Unused indexes come from a variety of sources such as someone mistakenly creating an index per table column, someone creating every index suggested by the missing index DMVs, or someone creating all indexes suggested by the Database Tuning Advisor. It could also be that the workload characteristics have changed and so what used to be useful indexes are no longer being used.

Wherever they came from, unused indexes should be removed to reduce their overhead. You can determine which indexes are unused using the sys.dm_db_index_usage_stats DMV, and I recommend you read posts by my colleagues Kimberly L. Tripp (here), and Joe Sack (here and here), as they explain how to use the DMV correctly.

Index Fragmentation

Most people think of index fragmentation as a problem that affects queries that have to read large amounts of data. While this is one of the problems that fragmentation can cause, fragmentation is also a problem because of how it occurs.

Fragmentation is caused by an operation called a page split. The simplest cause of a page split is when an index record must be inserted on a particular page (because of its key value) and the page does not have enough free space. In this scenario, the following operations will take place:

  • A new index page is allocated and formatted
  • Some of the records from the full page are moved to the new page, thus creating free space in the required page
  • The new page is linked into the index structure
  • The new record is inserted on the required page

All of these operations generate log records, and as you might imagine, this can be significantly more than is required to insert a new record on a page that does not require a page split. Back in 2009 I blogged an analysis of page split cost in terms of the transaction log and found some cases where a page split generated over 40 times more transaction log than a regular insert!

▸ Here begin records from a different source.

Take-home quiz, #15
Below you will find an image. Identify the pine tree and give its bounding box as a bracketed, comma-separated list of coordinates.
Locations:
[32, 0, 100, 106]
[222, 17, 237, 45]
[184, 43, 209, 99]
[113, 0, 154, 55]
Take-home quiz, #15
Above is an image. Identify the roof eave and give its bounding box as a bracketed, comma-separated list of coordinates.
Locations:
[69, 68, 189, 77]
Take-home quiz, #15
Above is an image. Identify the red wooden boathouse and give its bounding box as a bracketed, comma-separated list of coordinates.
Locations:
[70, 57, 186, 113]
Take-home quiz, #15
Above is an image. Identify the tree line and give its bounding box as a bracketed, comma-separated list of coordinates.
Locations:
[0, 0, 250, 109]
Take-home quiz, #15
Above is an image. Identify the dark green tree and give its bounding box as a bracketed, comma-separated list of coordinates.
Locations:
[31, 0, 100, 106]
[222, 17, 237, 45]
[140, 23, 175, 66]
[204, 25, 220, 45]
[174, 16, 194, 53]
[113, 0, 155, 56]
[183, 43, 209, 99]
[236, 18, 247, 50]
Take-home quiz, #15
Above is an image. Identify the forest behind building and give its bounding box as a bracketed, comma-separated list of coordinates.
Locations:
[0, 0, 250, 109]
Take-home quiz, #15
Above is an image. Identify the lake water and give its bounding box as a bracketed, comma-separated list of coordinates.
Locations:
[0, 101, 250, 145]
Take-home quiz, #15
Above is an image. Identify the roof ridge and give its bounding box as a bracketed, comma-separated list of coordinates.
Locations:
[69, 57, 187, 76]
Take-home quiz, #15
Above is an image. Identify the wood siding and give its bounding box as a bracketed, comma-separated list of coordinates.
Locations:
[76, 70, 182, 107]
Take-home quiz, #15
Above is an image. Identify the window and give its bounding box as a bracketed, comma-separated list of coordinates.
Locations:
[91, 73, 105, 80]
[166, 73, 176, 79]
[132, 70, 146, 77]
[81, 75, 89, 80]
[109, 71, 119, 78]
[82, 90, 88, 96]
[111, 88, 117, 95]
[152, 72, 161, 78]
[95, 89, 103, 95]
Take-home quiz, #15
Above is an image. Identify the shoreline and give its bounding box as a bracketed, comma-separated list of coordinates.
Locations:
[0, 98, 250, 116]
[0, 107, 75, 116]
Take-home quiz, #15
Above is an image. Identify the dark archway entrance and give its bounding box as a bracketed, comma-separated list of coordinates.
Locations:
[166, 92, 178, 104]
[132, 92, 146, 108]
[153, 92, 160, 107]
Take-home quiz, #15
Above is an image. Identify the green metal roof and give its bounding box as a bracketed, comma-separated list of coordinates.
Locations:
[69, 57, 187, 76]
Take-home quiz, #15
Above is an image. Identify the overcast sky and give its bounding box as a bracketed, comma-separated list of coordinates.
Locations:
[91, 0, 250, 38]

The first step in reducing the extra cost is to remove unused indexes, as I described above, so that they’re not generating page splits. The second step is to identify remaining indexes that are becoming fragmented (and so must be suffering page splits) using the sys.dm_db_index_physical_stats DMV (or the new SQL Sentry Fragmentation Manager) and proactively creating free space in them using an index fillfactor. A fillfactor instructs SQL Server to leave empty space on index pages when the index is built, rebuilt, or reorganized so that there is space to allow new records to be inserted without requiring a page split, hence cutting down on the extra log records generated.

Of course nothing comes for free – the trade-off when using fillfactors is that you are proactively provisioning extra space in the indexes to prevent more log records being generated – but that’s usually a good trade-off to make. Choosing a fillfactor is relatively easy and I blogged about that here.


Reducing the write latency of a transaction log file does not always mean moving to a faster I/O subsystem, or segregating the file into its own portion of the I/O subsystem. With some simple analysis of the indexes in your database, you may be able to significantly reduce the amount of transaction log records being generated, leading to a commensurate reduction in write latency.

There are other, more subtle issues that can affect transaction log performance, and I’ll explore those in a future post.